Krise der Liberalen auch in Berlin

FDP-Chef und Bundesfinanzminister Christian Lindner nennt das Ergebnis seiner Partei desaströs. Und die Lage der Liberalen ist nicht nur in Düsseldorf, sondern auch in Berlin nach der Wahl zumindest krisenhaft. FDP-Landeschef Joachim Stamp hat zwar alle Schuld auf sich gezogen. Auch die FDP-Bildungspolitik hat viele in NRW nicht überzeugt und Minuspunkte gebracht. Doch kann das nicht darüber hinwegtäuschen, dass die Rolle der FDP in der Bundesregierung den Stammwählern der Liberalen nicht gefallen dürfte. Es ist die extreme Schuldenpolitik, die auch angesichts der dramatischen Krisensituation vielen aufstößt. Zumindest wird in der Ampel die FDP nicht als das ordnungspolitische Gewissen wahrgenommen; diese Rolle in der Dreierkonstellation hatten sich aber viele Wähler vorgestellt. Während also den Grünen das schlechte Ansehen der Ampel in Berlin nicht schadet, macht es der FDP ordentlich zu schaffen. Lindner muss aus dem Desaster entsprechende Schlüsse für sein Handeln in Berlin ziehen.
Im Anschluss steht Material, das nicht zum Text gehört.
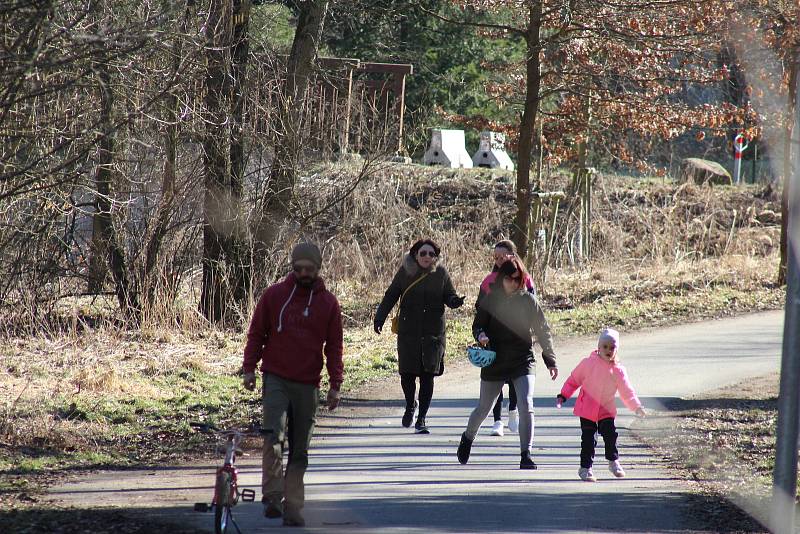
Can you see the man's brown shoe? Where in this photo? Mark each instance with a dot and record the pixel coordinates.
(272, 508)
(292, 518)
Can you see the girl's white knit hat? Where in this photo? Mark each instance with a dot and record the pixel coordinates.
(609, 334)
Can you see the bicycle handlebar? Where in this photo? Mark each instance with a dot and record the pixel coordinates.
(208, 427)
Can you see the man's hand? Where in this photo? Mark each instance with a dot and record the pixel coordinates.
(333, 399)
(249, 381)
(553, 372)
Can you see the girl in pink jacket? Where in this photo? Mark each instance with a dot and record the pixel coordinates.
(600, 377)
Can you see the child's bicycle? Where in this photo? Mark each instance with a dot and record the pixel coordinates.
(226, 489)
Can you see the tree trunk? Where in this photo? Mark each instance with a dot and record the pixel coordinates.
(217, 182)
(239, 53)
(788, 168)
(105, 239)
(299, 69)
(158, 229)
(519, 232)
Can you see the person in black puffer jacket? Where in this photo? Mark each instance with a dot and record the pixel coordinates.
(424, 288)
(504, 322)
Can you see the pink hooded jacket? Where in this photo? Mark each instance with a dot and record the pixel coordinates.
(599, 381)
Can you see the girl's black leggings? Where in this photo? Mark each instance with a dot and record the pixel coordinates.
(589, 430)
(409, 383)
(512, 402)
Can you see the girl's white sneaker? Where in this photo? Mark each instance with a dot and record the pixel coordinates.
(513, 421)
(586, 474)
(497, 428)
(616, 469)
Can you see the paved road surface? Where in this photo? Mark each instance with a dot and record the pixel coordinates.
(368, 473)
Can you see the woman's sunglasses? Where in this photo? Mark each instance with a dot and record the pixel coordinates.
(303, 268)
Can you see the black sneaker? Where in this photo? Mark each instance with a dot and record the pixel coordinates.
(464, 448)
(273, 508)
(409, 415)
(420, 427)
(526, 462)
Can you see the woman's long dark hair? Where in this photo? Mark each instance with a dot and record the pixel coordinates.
(510, 268)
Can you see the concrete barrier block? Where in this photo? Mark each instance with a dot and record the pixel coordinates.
(492, 152)
(447, 148)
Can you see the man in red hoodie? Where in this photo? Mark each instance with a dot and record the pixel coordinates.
(295, 321)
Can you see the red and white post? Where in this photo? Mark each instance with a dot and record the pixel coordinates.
(738, 147)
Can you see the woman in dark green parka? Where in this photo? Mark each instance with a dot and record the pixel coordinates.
(423, 289)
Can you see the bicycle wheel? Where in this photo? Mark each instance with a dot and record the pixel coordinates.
(222, 510)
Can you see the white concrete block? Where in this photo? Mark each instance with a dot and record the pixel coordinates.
(492, 152)
(447, 148)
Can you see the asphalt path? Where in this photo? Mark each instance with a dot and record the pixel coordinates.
(368, 473)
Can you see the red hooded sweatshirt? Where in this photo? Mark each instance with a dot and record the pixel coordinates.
(290, 326)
Die Ampel-Regierung aus SPD, Grünen und FDP war mit einem Aufbruchs- und Erneuerungsversprechen in Berlin gestartet, das sie bisher nicht einlösen konnte. Die „Zeitenwende“, die Deutschland und Europa durch den Ukraine-Krieg erfasst, hat daran sicher auch ihren Anteil. Nicht nur die Außen- und Sicherheitspolitik muss in Deutschland grundlegend neu gedacht werden. Allein den Grünen mit ihren Ministern gelingt bisher das Durchmessen der neuen Zeit. Wenn also die „Idee“ der Ampel gerettet werden soll, müssten die Grünen Hendrik Wüst doch einen Korb geben – und die Verlierer von Düsseldorf müssten sich unterhaken und eine Regierung bilden. Doch ob das den Grünen auf dem Weg zur Volkspartei helfen würde, ist fraglich. Denn ob solch ein Schritt von den Wählerinnen und Wählern verstanden werden würde, das kann mit guten Gründen bezweifelt werden.